In Colorado, tomatoes are finally here! Our May was cold and wet, which is unusual for sunny Colorado, setting plantings and harvests back 2 to 3 weeks. So while our tomatoes usually start coming in around July 4, it is now the 3rd week of July, and I finally have tomatoes.
Tomatoes are one of several crops that are best grown in your own garden. The homegrown flavors of picked-when-ripe, fresh tomatoes, snap beans, peas, or corn are worth the effort. This year I tried a new support system with my tomatoes, and so far it is my favorite because it is easy to set up, use, and store. And it's reusable year after year!
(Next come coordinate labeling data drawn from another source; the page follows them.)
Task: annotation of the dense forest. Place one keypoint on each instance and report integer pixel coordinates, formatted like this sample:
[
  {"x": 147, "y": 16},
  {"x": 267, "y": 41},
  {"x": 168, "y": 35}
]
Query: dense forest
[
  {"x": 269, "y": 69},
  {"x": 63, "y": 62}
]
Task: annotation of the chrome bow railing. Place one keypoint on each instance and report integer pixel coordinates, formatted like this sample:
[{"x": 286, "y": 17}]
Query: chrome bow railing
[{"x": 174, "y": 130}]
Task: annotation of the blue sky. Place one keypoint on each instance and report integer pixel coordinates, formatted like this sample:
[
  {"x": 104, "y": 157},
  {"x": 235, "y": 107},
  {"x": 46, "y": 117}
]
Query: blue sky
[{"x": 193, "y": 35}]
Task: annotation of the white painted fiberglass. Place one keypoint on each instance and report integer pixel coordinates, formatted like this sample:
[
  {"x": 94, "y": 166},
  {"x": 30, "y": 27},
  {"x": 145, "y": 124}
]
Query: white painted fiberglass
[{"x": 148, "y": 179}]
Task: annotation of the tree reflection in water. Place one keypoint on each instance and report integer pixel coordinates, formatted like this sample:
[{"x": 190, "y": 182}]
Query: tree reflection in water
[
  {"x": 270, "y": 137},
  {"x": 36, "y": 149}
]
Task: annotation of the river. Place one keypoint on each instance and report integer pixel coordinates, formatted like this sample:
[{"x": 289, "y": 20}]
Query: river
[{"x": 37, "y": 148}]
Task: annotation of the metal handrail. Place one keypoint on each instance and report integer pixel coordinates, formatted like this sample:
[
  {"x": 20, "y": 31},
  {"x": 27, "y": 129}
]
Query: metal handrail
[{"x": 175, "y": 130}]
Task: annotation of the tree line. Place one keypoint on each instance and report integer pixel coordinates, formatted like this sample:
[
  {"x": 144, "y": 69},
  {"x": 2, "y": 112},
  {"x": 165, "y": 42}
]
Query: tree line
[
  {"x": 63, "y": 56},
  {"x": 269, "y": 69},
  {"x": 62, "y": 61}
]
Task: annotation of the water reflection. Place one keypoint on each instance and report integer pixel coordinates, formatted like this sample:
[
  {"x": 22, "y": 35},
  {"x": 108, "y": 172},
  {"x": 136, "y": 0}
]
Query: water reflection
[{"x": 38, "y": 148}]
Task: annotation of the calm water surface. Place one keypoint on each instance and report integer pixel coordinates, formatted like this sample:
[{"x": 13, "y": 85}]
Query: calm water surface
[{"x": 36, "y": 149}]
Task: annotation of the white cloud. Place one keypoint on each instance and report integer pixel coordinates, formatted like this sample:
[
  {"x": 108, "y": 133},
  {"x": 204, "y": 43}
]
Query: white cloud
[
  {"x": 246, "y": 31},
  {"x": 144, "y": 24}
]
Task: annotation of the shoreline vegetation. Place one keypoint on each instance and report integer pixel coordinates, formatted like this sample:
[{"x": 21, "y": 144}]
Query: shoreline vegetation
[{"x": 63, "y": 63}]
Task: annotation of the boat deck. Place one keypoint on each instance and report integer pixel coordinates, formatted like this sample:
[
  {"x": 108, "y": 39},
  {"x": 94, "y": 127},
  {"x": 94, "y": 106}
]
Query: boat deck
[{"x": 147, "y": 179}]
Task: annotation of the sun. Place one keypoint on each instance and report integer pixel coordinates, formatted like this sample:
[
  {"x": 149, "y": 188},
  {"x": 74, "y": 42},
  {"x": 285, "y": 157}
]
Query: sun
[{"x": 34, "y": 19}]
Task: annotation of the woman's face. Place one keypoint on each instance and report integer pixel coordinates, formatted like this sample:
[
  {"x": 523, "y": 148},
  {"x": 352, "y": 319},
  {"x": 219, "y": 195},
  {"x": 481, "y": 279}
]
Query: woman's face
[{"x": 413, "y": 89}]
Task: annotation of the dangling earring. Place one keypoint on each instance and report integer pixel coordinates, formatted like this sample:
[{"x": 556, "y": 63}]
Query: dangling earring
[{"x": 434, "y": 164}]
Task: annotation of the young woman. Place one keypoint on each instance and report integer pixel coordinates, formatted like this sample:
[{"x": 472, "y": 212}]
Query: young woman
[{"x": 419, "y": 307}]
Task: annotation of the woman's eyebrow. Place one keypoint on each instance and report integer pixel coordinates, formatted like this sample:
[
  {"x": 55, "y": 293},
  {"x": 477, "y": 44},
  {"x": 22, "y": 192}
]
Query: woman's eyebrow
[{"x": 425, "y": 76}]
My new method is similar to the stake-and-weave method, but it's easier. I used sturdy wire mesh panels (concrete remesh or hog panels work well) attached to 8' fencing t-posts. I hung the mesh with the bottom about 1' above the ground and attached it to t-posts using zip-ties. I planted my tomatoes 2' apart in line with the support. While I am in the garden, I can simply weave the tomato tops back and forth through the grid pattern. I do this once a week, maybe twice, while I scout for ripe tomatoes, pests, and disease. At the end of the season, I can simply remove frost-killed vegetation, snip the zip ties, pull the t-posts and store the panels and t-posts flat, outdoors, for years of use. These are also great for creating permanent trellises rotating between peas, pole beans, melons, watermelon, cucumbers or any other climbers. I love seeing my tall, thin, yet strong wall of tomatoes. This system is simple, space efficient, reusable, and keeps plants off the ground, improving airflow and reducing the risk of soilborne diseases. It helps make weeding a snap!
Every year my gardening efforts open my eyes to new opportunities and ideas to improve colors, flavors, and methods—my skills and enjoyment grow right alongside it.